The first interview was right there and then over the phone with me standing in my pj's.

It started like any interview with basic questions, but I was waiting on the car sales experience questions and I tried my best to steer the conversation in all different directions.

But then Johan asked. So what experience do you have in the car sales industry?
My heart just stopped, and I wished I concentrated more in geography to locate the closest black hole to suck me into a new dimension.

I paused, took a breath and said. Johan I have never worked in a sales position before.
I could hear Johan also trying to locate the closest Black hole to send me to, as I wasted his time and airtime.

But out of peer desperation I told Johan but I am very convincing, and think its a good attribute to have for a sales man.

Johan gave a very long pause, I think he might not had geography and that he is struggling to locate this black hole for me.
But Johan gave up that fight and said in a very serious and direct manner. Give me one example.

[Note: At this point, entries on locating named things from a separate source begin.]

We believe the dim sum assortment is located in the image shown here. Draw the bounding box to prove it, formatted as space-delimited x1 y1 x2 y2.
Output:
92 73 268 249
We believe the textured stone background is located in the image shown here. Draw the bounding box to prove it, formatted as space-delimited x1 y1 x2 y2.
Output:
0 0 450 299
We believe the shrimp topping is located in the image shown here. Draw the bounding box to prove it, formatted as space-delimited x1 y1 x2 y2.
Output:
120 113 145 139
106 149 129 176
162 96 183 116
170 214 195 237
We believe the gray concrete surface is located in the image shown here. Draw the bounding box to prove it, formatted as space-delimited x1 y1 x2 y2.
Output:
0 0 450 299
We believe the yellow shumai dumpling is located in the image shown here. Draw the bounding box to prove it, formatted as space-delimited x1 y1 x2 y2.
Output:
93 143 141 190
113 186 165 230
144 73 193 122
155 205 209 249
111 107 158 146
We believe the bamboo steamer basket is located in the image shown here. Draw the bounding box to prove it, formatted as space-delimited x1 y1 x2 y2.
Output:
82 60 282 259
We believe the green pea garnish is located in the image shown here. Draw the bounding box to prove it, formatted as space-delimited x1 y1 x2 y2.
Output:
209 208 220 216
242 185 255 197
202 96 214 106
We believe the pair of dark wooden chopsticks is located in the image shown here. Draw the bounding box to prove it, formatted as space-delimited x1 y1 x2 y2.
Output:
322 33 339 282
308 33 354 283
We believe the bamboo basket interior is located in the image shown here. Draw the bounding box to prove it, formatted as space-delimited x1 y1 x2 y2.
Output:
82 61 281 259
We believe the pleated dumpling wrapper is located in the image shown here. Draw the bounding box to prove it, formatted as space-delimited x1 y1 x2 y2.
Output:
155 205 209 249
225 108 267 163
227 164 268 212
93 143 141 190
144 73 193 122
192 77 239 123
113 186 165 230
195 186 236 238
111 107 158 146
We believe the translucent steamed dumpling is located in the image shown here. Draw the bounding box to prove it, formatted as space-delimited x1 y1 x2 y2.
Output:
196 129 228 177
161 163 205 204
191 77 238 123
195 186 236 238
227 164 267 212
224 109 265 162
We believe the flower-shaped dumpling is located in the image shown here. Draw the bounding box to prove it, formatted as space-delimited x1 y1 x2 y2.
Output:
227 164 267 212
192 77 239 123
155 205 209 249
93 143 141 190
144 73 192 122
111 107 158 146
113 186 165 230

I could feel my brain going through 30 years of memory trying to locate this example that I need to convince Johan on my skill.

I might have said 'oja shit' out loud as I can remember my example of my convincing skills.

I told Johan about this group of friends of mine. We were looking for a boat to buy as we enjoyed fishing and want to ride over weekends and have some fun with it.

One of them found one on the internet and all 4 of us agreed that this needs be seen and decided if we will buy it.

Upon arriving me and one of the friends at the said boat, taking pictures sending it to the rest of the crew it became quickly clear that 2 have abandoned ship. They said its a piece of shit.

Well they have a lot more knowledge than the two of us so their concerns were true and factual.
One of them grew up with boats and the numbers just didn't add up for him and he knows boats in and out. 
Not being overturned by their comments. I convinced my friend to continue the transaction.

And to bring the story to the end, my friend is a proud owner of a boat that does not float.



Johan said he will let me know for a second interview, it's been a week now.


Food,Peace & PinkPudding

Sunday, June 24, 2018

Pink Pudding first Blog.


Okay, so you are reading this for the first time, but this is my third attempt now. Couldn't figure out how to save it, so I ended up redoing it again and then again.

So here I am writing my first blog, okay so this is actually how I ended up here?

I was busy looking up funny cat pics, cause that's what single parents do on a Sunday night. As I looked at this ridiculous picture and wondering how someone will think this is funny on my top corner came a add saying 'TOP 10 WAYS TO MAKE MONEY ON THE INTERNET'

Guess how shit it was...
Well if they are true on their statements it will be only a short time before I am driving some fancy car along the coast line. Making the money rain by having people reading every line.

As I decided to start blogging, I read some posts on how to blog (I'm lying) what I did do is make me another cup of coffee and day dreaming about all this money that web site said I am going to make.

So here is my first blog, I will post every 4 to 10 days on my experience of random life choices and also the bad ones I make.
And can someone post some really funny cat pics?